Each fund can have different share classes. These classes can be defined by many different factors, with some paying out income to investors but others accumulating the income within the designated fund. Share classes may also have different annual management charges and ongoing charges figures.


Usually referred to as ‘going short’, this is the practice of trying to profit on an investment by betting that its value will fall in the future. This is done by selling an investment that is not currently owned by the seller and is typically achieved by using derivatives. This is done in the hope that it can be bought later for a cheaper price prior to delivery, therefore allowing the seller to make a profit.

Single pricing

Single pricing refers to a fund that has one price that is the same for buyers and sellers. The T. Bailey Funds are singly-priced. This is the opposite to ‘dual pricing’.


The synthetic risk and reward indicator (SRRI) is used to classify investment funds on a scale of 1 -7.  1 represents lower risk and 7 represents higher risk.

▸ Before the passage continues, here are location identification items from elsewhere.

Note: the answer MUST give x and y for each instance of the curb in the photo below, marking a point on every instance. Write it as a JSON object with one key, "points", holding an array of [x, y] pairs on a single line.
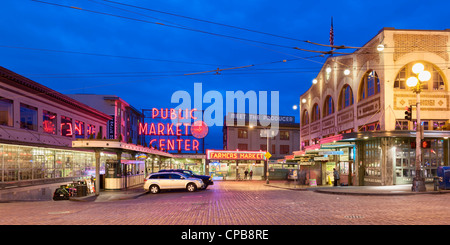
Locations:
{"points": [[328, 190]]}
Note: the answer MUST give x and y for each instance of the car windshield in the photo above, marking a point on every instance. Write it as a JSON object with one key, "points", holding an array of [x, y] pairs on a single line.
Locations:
{"points": [[187, 172], [186, 175]]}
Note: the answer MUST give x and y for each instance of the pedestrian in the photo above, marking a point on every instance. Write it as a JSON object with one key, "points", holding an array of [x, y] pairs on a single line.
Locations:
{"points": [[336, 177]]}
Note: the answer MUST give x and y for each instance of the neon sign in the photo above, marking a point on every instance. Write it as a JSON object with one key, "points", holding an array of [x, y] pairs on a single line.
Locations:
{"points": [[235, 155], [172, 135]]}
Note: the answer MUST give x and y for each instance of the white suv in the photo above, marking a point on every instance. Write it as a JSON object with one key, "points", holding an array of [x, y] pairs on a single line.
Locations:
{"points": [[159, 181]]}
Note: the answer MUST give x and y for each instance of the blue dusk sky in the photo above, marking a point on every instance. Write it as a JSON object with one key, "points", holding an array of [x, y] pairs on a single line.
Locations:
{"points": [[141, 50]]}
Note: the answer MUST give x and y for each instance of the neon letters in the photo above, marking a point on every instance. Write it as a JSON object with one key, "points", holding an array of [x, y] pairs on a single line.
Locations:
{"points": [[177, 129]]}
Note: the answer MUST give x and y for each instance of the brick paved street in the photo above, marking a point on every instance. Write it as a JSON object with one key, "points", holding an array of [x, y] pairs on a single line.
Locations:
{"points": [[236, 203]]}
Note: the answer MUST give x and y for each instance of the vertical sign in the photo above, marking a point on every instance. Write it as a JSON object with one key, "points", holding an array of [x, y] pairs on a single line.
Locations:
{"points": [[111, 128]]}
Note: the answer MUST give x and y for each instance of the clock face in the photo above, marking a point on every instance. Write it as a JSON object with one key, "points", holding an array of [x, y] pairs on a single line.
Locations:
{"points": [[199, 129]]}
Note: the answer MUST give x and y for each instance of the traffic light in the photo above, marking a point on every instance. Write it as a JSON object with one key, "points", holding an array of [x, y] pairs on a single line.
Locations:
{"points": [[408, 113], [426, 143]]}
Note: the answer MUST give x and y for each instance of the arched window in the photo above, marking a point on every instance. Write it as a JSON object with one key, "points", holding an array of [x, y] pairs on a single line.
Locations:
{"points": [[328, 106], [305, 118], [436, 81], [315, 115], [345, 97], [370, 85]]}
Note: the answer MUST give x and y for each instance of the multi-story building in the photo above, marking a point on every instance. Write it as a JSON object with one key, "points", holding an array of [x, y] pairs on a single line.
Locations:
{"points": [[246, 133], [37, 127], [253, 137], [355, 109], [125, 120]]}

Stock market, Stock Exchange

The stock market is an electronic system in which securities, bonds and shares are facilitated, either between buyers and sellers, or brokers and dealers.

Style/Investment style

An investment style describes the strategy or theory applied to the management of an investment portfolio or fund. Value investing is an example of this, as its strategy is to identify the companies with undervalued shares.


Total Expense Ratio (TER)

The TER used to describe the total cost of investing in a chosen fund, as expressed by a percentage of investment value. It has been replaced by a more comprehensive ongoing charges figure (OCF).

Total Return

This is a combination of the total income received less costs and the capital return in relation to an investment.

Tracker Funds

Much like passively managed funds, tracker funds mimic the performances of a specified index. A tracker fund holds the components of that index, and tracks the progress of it by copying its pattern of buying and selling shares.


A trustee is a person or firm that holds and administers property or assets for the benefit of a third party. A trustee may be appointed for a wide variety of purposes, for a charity, for a trust fund or for certain types of retirement plans or pensions.

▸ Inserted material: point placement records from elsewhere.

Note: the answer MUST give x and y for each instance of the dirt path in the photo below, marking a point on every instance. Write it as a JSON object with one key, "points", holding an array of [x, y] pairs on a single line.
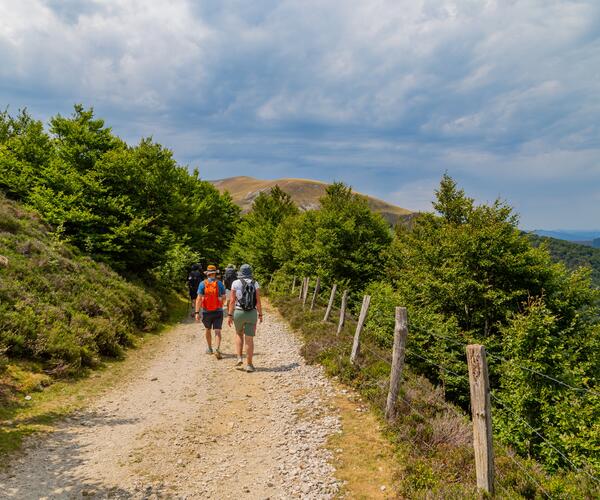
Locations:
{"points": [[189, 426]]}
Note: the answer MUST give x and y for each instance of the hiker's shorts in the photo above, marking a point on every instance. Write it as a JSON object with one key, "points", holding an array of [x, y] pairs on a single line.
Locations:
{"points": [[212, 319], [246, 321]]}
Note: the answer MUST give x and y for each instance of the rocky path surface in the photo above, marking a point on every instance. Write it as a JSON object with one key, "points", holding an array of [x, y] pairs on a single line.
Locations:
{"points": [[189, 426]]}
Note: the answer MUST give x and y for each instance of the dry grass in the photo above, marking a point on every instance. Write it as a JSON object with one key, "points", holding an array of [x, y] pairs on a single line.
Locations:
{"points": [[363, 457], [305, 193]]}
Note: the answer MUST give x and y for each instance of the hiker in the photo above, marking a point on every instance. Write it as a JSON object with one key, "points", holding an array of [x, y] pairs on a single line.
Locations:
{"points": [[193, 281], [228, 278], [211, 296], [244, 311]]}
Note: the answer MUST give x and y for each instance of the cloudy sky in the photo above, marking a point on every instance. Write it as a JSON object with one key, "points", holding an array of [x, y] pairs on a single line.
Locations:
{"points": [[383, 94]]}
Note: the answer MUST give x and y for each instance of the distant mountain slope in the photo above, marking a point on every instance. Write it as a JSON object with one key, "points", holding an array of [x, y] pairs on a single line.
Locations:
{"points": [[582, 237], [572, 254], [304, 192]]}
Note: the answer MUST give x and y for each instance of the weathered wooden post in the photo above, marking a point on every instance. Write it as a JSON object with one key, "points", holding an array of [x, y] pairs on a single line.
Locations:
{"points": [[315, 293], [343, 311], [330, 303], [361, 321], [482, 417], [400, 334], [305, 296]]}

Undertakings for Collective Investment in Transferable Securities (UCITS) is a regulatory framework of the European Commission that creates a harmonized regime throughout Europe for the management and sale of open-ended funds which are available to the general public, while incorporating certain investor protection mechanisms.

UK All Companies

An IA sector containing funds which invest at least 80% of their assets in UK equities which have a primary objective of achieving capital growth. The WS T. Bailey Responsibly Invested Equity Fund sits in this sector.

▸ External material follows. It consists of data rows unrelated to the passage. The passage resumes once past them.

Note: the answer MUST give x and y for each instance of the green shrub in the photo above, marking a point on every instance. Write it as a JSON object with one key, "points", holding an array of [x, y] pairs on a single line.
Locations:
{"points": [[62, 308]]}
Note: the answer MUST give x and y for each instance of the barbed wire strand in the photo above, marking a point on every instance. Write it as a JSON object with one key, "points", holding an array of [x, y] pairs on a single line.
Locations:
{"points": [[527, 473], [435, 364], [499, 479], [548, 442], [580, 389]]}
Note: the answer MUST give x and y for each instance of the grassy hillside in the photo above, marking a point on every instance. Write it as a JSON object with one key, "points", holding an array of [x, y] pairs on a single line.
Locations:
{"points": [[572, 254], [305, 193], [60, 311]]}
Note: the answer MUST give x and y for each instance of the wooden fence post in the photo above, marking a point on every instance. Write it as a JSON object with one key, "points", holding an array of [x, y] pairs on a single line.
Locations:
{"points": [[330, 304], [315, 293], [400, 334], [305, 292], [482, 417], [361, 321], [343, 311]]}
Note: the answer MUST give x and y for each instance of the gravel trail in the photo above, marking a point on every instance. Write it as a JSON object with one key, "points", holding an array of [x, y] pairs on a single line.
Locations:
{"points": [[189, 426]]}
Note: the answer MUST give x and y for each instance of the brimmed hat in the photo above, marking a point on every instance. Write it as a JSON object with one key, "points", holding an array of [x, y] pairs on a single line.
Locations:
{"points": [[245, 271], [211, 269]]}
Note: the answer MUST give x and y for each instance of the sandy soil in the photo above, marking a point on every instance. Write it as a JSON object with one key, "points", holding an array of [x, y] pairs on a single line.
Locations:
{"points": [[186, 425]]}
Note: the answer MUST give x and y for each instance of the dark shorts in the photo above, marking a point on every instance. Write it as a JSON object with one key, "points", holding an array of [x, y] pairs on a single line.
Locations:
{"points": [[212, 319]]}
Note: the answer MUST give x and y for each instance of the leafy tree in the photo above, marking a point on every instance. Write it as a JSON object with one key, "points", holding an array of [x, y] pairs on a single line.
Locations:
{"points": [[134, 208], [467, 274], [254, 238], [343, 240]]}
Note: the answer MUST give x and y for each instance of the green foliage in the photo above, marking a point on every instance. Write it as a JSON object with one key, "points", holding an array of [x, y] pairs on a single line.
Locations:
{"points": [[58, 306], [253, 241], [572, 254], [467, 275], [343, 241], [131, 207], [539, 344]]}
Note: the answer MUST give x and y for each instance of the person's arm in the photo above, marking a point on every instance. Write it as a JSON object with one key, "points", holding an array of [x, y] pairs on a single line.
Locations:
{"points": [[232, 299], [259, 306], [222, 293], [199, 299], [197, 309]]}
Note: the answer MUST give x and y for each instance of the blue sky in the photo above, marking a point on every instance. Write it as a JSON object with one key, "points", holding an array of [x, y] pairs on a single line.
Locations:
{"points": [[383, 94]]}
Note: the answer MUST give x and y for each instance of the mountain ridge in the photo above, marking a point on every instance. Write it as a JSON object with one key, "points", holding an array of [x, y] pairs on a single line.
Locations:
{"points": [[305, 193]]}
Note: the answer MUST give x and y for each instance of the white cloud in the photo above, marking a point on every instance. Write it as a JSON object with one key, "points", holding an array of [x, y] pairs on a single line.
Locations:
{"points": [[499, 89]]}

A unit is a share of an investment fund. It is a proportionate share of rights of the investment returns, earned by a unit trust.

Unit Trust

An open-ended unit trust is an authorised investment fund created in the same legal structure as a trust.



A valuation of a fund is a process to work out the overall value of its assets and liabilities.

Valuation Point

The valuation point is a particular time in the working day where fund valuation is performed, resulting in the price that is used to execute purchases and sales. The valuation point of the T. Bailey Funds is midday every working day.


Volatility measures the movements of an asset up and down over time. A more volatile fund is seen as more risky than a less volatile fund although the returns may be greater over time. (See ‘SRRI’).



A wrapper is a term typically used to describe a tax efficient vehicle, for example a pension plan or an ISA, where fund investments and assets can be held.


XD (ex-dividend)

At the end of an accounting period, the income in an income-paying unit class is stripped out of the price and is used to pay out income to investors. When this happens the price falls and the price is labelled XD up until the point at which income is paid out. (See ‘Historic Yield’).



A yield is a calculated amount of income, expressed as a percentage of investment value. This is estimated through comparisons of income from different investments, and can be calculated in different ways depending on the type of asset or fund.